Match vs Term Query

intermediate elasticsearch query-dsl match term

This is the most asked Elasticsearch question. Get it wrong and the interviewer immediately knows we’ve never actually used ES in production.

In simple language: match runs our search text through the same analyzer that indexed the field, then looks for the resulting tokens. term skips the analyzer entirely and searches for the exact value as-is.

That single difference explains 90% of the “why isn’t my query returning results?” bugs we see.

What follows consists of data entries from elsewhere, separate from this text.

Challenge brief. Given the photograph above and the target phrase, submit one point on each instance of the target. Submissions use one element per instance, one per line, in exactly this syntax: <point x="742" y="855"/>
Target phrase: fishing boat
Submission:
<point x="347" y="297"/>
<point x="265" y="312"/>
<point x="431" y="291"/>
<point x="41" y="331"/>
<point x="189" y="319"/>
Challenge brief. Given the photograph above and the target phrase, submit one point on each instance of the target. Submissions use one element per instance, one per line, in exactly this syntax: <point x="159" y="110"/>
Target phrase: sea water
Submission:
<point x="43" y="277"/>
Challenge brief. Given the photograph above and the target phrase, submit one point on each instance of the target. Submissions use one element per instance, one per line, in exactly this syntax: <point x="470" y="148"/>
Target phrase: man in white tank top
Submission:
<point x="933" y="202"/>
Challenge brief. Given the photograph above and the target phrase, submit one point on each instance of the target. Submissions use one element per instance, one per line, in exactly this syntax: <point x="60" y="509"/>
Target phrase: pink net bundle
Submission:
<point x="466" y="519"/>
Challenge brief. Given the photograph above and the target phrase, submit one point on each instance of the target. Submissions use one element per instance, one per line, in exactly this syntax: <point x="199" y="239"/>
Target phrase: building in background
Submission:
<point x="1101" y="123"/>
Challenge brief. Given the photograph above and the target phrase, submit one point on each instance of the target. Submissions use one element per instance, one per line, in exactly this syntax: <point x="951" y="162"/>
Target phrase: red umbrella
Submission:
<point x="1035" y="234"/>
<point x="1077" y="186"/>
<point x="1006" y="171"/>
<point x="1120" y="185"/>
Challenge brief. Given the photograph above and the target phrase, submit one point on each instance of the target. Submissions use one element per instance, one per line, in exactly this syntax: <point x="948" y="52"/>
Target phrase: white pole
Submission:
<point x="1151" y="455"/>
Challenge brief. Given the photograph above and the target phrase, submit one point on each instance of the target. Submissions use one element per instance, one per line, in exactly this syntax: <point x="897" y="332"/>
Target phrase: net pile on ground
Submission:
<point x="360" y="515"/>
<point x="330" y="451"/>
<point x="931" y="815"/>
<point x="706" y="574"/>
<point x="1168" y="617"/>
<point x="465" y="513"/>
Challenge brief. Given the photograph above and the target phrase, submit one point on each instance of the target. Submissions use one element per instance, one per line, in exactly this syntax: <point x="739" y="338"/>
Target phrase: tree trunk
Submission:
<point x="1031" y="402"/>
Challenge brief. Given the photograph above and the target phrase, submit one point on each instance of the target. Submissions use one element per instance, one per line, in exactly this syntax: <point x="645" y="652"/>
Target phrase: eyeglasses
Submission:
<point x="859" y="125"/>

The flow — what actually happens

When we index a document with "title": "MacBook Pro 16-inch", the standard analyzer lowercases and tokenizes it into ["macbook", "pro", "16", "inch"]. Those tokens go into the inverted index.

Now if we search:

  • match: "MacBook" → analyzer turns it into ["macbook"] → matches the token → hit.
  • term: "MacBook" → looks for the literal string MacBook in the index → no match (because the index only has macbook).
  • term: "macbook" → matches the token → hit.
MATCH query
Input: "MacBook Pro"
↓ analyzer (lowercase + tokenize)
Tokens: ["macbook", "pro"]
↓ search inverted index
→ matches docs with either token
TERM query
Input: "MacBook Pro"
↓ no analyzer, raw bytes
Token: "MacBook Pro"
↓ search inverted index
→ no match (index has lowercase tokens)

When to use which

Think of it like this — use match for human-typed search (search bars, autocomplete) and term for structured/exact data (status flags, IDs, tags, enums).

GET /products/_search
{
  "query": {
    "match": { "title": "wireless bluetooth headphones" }
  }
}

The above is perfect for a search bar. ES will tokenize, lowercase, and find docs containing any of those words (with relevance scoring).

GET /orders/_search
{
  "query": {
    "term": { "status": "shipped" }
  }
}

This is perfect for filtering by a known enum value. We know status is always one of pending | shipped | delivered, so we don’t want fuzzy matching.

The keyword field trick

Here’s where most people get burned. By default, a string field gets mapped as both text (analyzed) AND keyword (not analyzed). To do an exact match on a name field:

GET /users/_search
{
  "query": {
    "term": { "name.keyword": "Manish Prajapati" }
  }
}

Notice the .keyword suffix. Without it, term on a text field will almost never work because the original string isn’t in the index — only its tokens are.

Scoring difference

match queries are run in query context — they compute a relevance score (BM25). term queries can run in filter context (inside bool.filter) where they’re cached and don’t compute scores. That makes term filters dramatically faster for repeated queries.

GET /products/_search
{
  "query": {
    "bool": {
      "must":   [{ "match": { "title": "laptop" } }],
      "filter": [{ "term":  { "in_stock": true } }]
    }
  }
}

Quick rules of thumb

  • Searching free text from a user? match.
  • Filtering by status, ID, boolean, tag, enum? term.
  • Got results that don’t make sense? Check if the field is text or keyword — that’s almost always the culprit.
  • Want exact-match on a string? Use term on field.keyword.